Bons baisers de Limón

S ur le papier, deux garçons encadrent une jeune fille sur une plage bordée de palmiers. Elle, c’est Rosario ; eux, des frères, s’appellent Virgilio et Osvaldo. La première et le second sont les grands-parents maternels de Ramiro, un étudiant Costaricain installé à Londres. Profitant d’un séjour dans son pays natal, ce dernier reçoit de sa mère une boîte remplie de vieux clichés, retrouvés dans les affaires de son père. Muni de son trésor, il entreprend de recueillir les souvenirs que son entourage conserve de ses ascendants, de leur relation et de leur vie entre les années 1940 et 1960. De San José, la capitale, à Limón, port au bord de la Mer des Caraïbes, chaque témoignage va permettre à Ramiro de reconstituer le puzzle familial.

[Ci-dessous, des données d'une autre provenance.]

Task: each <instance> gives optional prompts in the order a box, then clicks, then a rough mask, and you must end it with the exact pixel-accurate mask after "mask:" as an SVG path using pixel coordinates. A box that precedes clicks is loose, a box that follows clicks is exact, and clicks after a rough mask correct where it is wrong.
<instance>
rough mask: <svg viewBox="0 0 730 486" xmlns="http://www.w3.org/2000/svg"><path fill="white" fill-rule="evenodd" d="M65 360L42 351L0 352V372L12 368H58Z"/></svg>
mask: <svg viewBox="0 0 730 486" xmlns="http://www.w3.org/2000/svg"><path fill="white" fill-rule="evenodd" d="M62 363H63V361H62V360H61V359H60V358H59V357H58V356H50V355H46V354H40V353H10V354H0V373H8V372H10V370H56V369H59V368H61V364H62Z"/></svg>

Que les photographies soient reléguées en vrac au fond d’un tiroir, voire remisées dans un grenier, ou sagement rangées dans des supports ad hoc, elles témoignent souvent de la vie d’un individu et de ses proches, mais aussi d’une époque. Capturant un événement spécifique ou juste un moment plaisant, elles constituent une mémoire que certains se plaisent à revivre en les regardant. Souvent, devant d’anciens portraits, l’envie survient de percer le mystère de la personne qui y figure et ce d’autant plus quand il s’agit d’un membre de la lignée peu connu et déjà décédé. En conviant les photos au cœur de son roman graphique, Edo Brenes ne s’y est pas trompé : il convoque ainsi une douce nostalgie qui saura parler à de nombreux lecteurs.

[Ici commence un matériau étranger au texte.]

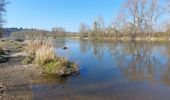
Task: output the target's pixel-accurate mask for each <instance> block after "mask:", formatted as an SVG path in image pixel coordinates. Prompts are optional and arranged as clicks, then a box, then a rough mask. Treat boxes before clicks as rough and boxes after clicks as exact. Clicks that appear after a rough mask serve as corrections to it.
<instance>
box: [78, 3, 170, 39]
mask: <svg viewBox="0 0 170 100" xmlns="http://www.w3.org/2000/svg"><path fill="white" fill-rule="evenodd" d="M160 2H161V1H160V0H125V1H124V3H123V4H122V8H121V9H120V11H119V12H120V13H119V14H118V15H117V16H116V17H115V18H114V20H113V21H112V22H111V24H110V25H109V26H105V24H104V20H103V17H102V16H100V17H98V18H97V20H95V21H94V22H93V24H92V26H88V25H86V24H84V23H83V24H80V29H79V30H80V31H79V34H80V35H79V37H80V38H86V37H88V38H93V39H103V38H104V39H108V38H112V39H120V38H123V39H136V40H137V38H138V39H139V38H140V39H141V40H146V39H145V38H149V39H150V40H151V38H154V40H160V38H161V39H162V40H169V38H170V35H169V34H170V25H169V23H170V22H169V21H168V20H166V23H164V22H161V19H160V18H161V17H164V16H169V17H170V13H169V11H170V6H169V5H170V2H169V0H165V1H164V2H165V4H167V6H166V7H165V6H164V5H162V4H161V3H160ZM160 26H162V27H161V28H159V27H160ZM147 40H148V39H147Z"/></svg>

L'auteur construit ensuite son récit autour d’une narration qui navigue habilement entre présent et passé. D’un côté, les entretiens de Ramiro avec sa parentèle - parfois éloignée – ou des connaissances, nourrissent la vision que chacun a du trio formé autrefois par Virgilio, Osvaldo et Rosario et mettent à jour les croyances et mythes concernant leurs existences, au fil des anecdotes rapportées. De l’autre, chaque chapitre relate la réalité vécue par les trois jeunes gens, dévoilant le caractère de chacun, la rivalité entre les frangins, leurs choix divergents. La rencontre, en dernier lieu, avec le frère de son aïeul apporte finalement la clé qui manque et éclaire ce qui est resté jusque-là dans les ombres des non-dits. Par ailleurs, au rythme des réminiscences invoquées, le bédéiste brosse un tableau du Costa Rica vieux de quelques décennies, laissant entrevoir cet esprit de la pura vida cher aux Ticos.

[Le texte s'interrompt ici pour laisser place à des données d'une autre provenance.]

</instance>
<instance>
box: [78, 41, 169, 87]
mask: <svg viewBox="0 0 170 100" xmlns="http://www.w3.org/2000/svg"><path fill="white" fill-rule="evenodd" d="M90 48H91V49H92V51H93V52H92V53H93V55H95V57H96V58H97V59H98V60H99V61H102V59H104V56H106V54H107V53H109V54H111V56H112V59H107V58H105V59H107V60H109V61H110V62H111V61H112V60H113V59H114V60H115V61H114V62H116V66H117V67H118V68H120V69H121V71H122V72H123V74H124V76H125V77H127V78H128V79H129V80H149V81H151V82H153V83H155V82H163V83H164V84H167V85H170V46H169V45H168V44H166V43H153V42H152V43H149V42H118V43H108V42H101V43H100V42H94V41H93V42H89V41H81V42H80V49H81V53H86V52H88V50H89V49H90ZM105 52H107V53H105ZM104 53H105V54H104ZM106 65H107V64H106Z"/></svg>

S’inspirant de sa propre histoire familiale, Edo Brenes reprend également dans son dessin des clichés appartenant aux siens. Ce parti-pris confère un côté assez figé à son trait semi-réaliste, à la fois fin et expressif. Pour autant, cela n’est pas forcément gênant et donne plutôt l’impression de tourner les pages d’un album de photos au fil des commentaires qui les accompagnent. La différenciation des temporalités se fait à travers une colorisation adaptée. Ainsi, le gris-bleu – parfois ponctué de rose, domine les passages où Ramiro interroge son entourage, les instantanés étant en nuances de gris ; les épisodes du vécu réel de ses aïeux se parent, eux, de jaune, d’orange et de vert, plus lumineux.

Première œuvre bien construite, Bons baisers de Limón offre un voyage émouvant au cœur d'un secret de famille. Il permet aussi de découvrir un auteur au talent prometteur. Plongez-y en écoutant l’air du mambo Cerezo rosa (il ne manquera alors qu'une agua dulce à siroter).